The City Bureau network is full of incredibly committed community builders. Their contributions are at the bedrock of what we do and a fundamental part of what makes City Bureau a force for change. Get acquainted with the City Bureau family as part of our new blog series Between Friends.
By City Bureau
Who are you and what do you do?
I am Jenny Casas. I am a Chicago-based audio recorder and producer from California. And I love Chicago and that’s why I’m here.
How did you come to be a part of the City Bureau Community?
I was recording at a public radio station in St. Louis and I had this giant awakening for who I was supposed to be in this media landscape because I saw so many things I really didn’t like… so, I came to a City Bureau Public Newsroom and I met Darryl [Holliday, City Bureau co-founder]. And he was like, “You seem really great,” and we all got brunch and he was like, “We’re going to try to get you to come to Chicago.”
I was on a road trip in Louisiana and I was trying to figure out what I was going to do because I really didn’t like the station I was at, and he [Darryl] was like, “Come to Chicago, we want you to be a team leader for a fellowship cycle.” And it was the first time in my career that somebody had seen me and said, I see the potential in you and I know that you can do this. Like, I want to cultivate you to be the best version of yourself that you can be. And I have just never had that before… so I came straight to Chicago.
What are you working on right now?
I am a team lead for the [current fellowship] cycle again. This is my third cycle. It’s been such a joy to be back because I feel like I am so much better than I was before. I am sitting in myself now and collaborating with my team members in a way that is not about ego. And so City Bureau has always been a central place for me to figure out where my power sits.
But I always end up back here. I think it’s extremely unique. I have never been in an environment like it before. And not because of the structure of the fellowship so much as the people that are involved and who is allowed to make decisions and what types of skill sets are important or valued.
What is it about this space that works for you, next to those more traditional spaces?
Many parts. The first part is the foundational value; I think nobody comes into City Bureau thinking they can speak for other people… and if they do, it leaves them pretty quickly. I think two, the makeup of the space; I’ve never been in a newsroom where there are so many people of color, in big roles or little roles. The overwhelming whiteness of media spaces is so exhausting. Even just that makes a huge difference. And then a third part, it’s low pressure but high support. And that is what helps create really, really, wonderful content and this ability to focus on the process of reporting—which is what [reporting] is, and I think too many media outlets focus on the end product.
When did you know you wanted to be a storyteller?
Maybe eighth grade. I had this idea of what made a journalist and that’s what I wanted to be. I loved these long, overly-writerly, magazine pieces. I wanted to be a longform magazine writer. I just remember feeling like it was a really good way to communicate information.
A big part of my mom’s side of the family doesn’t speak English and have various documentation statuses. There was information I wanted to communicate to them, and information from them I wanted to communicate to the outside world. Journalism seemed like a righteous way to do that information transfer. There was something about it that seemed very ethical.

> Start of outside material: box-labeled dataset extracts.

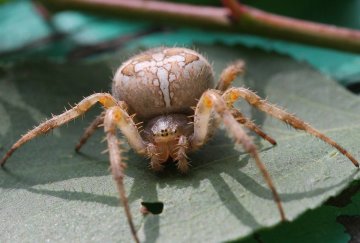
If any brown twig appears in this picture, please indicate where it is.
[39,0,360,53]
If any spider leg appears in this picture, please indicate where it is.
[104,106,140,242]
[223,88,359,167]
[190,90,285,220]
[75,111,105,152]
[231,108,276,145]
[0,93,117,166]
[216,60,245,91]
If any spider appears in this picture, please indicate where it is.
[0,47,359,242]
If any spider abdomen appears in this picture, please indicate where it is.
[112,48,214,119]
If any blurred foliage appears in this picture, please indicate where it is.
[0,0,360,242]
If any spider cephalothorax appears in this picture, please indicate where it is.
[1,48,359,242]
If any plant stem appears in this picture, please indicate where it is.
[38,0,360,53]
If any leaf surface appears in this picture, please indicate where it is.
[0,46,360,242]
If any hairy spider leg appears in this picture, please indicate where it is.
[104,106,140,242]
[216,60,276,145]
[216,60,245,91]
[0,93,117,166]
[223,88,359,167]
[75,111,106,152]
[231,108,276,145]
[190,90,285,221]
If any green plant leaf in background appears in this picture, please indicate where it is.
[0,46,360,242]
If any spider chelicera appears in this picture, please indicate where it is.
[0,48,359,242]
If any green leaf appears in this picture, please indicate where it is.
[0,46,360,242]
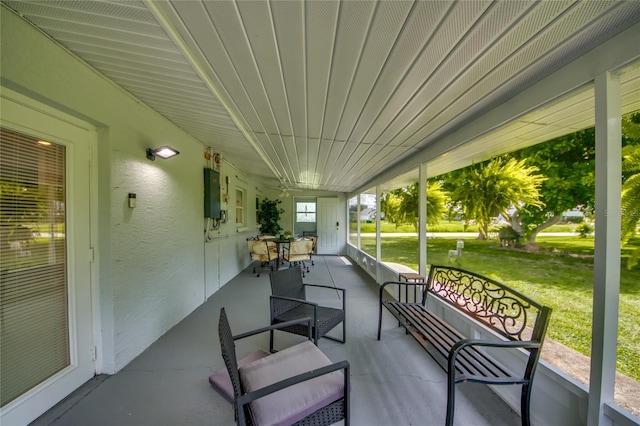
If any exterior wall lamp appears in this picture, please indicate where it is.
[147,146,180,161]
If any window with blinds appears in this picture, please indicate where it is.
[0,128,70,406]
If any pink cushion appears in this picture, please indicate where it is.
[239,340,344,426]
[209,350,269,403]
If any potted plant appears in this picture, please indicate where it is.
[258,198,284,236]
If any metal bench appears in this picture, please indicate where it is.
[378,265,551,425]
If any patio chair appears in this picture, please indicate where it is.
[218,308,350,425]
[269,267,347,352]
[247,239,279,277]
[283,240,313,277]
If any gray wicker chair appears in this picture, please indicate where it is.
[218,308,350,426]
[269,267,347,352]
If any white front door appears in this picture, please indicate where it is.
[317,198,345,254]
[0,88,95,426]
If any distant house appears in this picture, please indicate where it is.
[360,207,376,222]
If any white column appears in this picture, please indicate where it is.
[418,163,427,277]
[376,185,382,283]
[587,72,622,426]
[356,194,360,250]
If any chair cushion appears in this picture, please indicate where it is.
[209,350,269,403]
[239,340,344,426]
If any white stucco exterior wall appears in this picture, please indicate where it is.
[1,9,344,373]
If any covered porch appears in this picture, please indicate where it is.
[32,256,524,426]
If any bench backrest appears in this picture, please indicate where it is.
[422,265,551,343]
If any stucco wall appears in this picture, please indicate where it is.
[2,13,255,373]
[0,8,344,373]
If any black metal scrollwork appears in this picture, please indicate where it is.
[430,269,536,340]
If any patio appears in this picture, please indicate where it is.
[32,256,524,426]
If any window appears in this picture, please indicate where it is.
[296,201,316,223]
[0,128,71,406]
[236,188,245,226]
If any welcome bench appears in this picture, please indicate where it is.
[378,265,551,425]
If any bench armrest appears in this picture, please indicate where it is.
[380,281,428,309]
[236,361,351,425]
[269,295,318,306]
[302,284,346,294]
[447,339,542,380]
[303,284,347,311]
[233,318,313,340]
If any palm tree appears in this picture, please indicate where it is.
[451,157,546,239]
[380,181,447,230]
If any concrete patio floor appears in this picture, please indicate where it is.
[32,256,524,426]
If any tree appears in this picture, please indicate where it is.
[511,113,640,244]
[258,198,284,235]
[621,145,640,268]
[449,157,545,239]
[510,128,595,244]
[380,180,447,230]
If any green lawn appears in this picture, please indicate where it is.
[356,220,577,233]
[361,236,640,381]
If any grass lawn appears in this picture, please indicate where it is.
[361,236,640,381]
[356,220,577,233]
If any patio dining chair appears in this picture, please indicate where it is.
[218,308,350,425]
[269,267,347,352]
[247,239,279,277]
[283,240,313,277]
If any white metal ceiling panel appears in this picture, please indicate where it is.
[336,2,412,142]
[351,1,454,141]
[0,0,640,191]
[271,2,306,140]
[322,2,379,140]
[301,1,343,139]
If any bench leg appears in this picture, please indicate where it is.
[445,371,456,426]
[520,383,531,426]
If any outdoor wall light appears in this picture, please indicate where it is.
[147,146,180,161]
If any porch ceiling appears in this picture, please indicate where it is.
[1,0,640,192]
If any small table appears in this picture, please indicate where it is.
[398,272,426,283]
[398,272,426,302]
[269,238,293,270]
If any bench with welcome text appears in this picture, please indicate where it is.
[378,265,551,425]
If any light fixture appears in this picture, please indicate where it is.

Where are you now in your creative and/or professional life?
That’s a great question. I don’t know, I feel adrift in a lot of ways. But also, there’s a lot of solidness that I didn’t have last year. I feel like I have my tool kit, now where am I going to go build? I have all the materials I just don’t know, where am I going to set down the house? It’s nice in some ways because I get to choose the projects I want to work on as a freelancer and that feels really positive.
Why do you believe an equitable and inclusive approach to storytelling is important?
Our connections to communities are stronger when our sources feel like they are collaborators more than people who are being picked on. It’s undeniable that journalism is going through this tumultuous crisis: Who are the power brokers and why do people get all of their news from x, y and z news outlets? I think journalists too often get into this idea that they are giving a service to somebody—that they are the keeper, the one who decides what gets disseminated. And if we are not constantly questioning, why am I the person who gets to hold the microphone? Then we’re actually not serving anybody. I think I still believe that journalism is a service and I always try to push myself and my work to be in service of the public.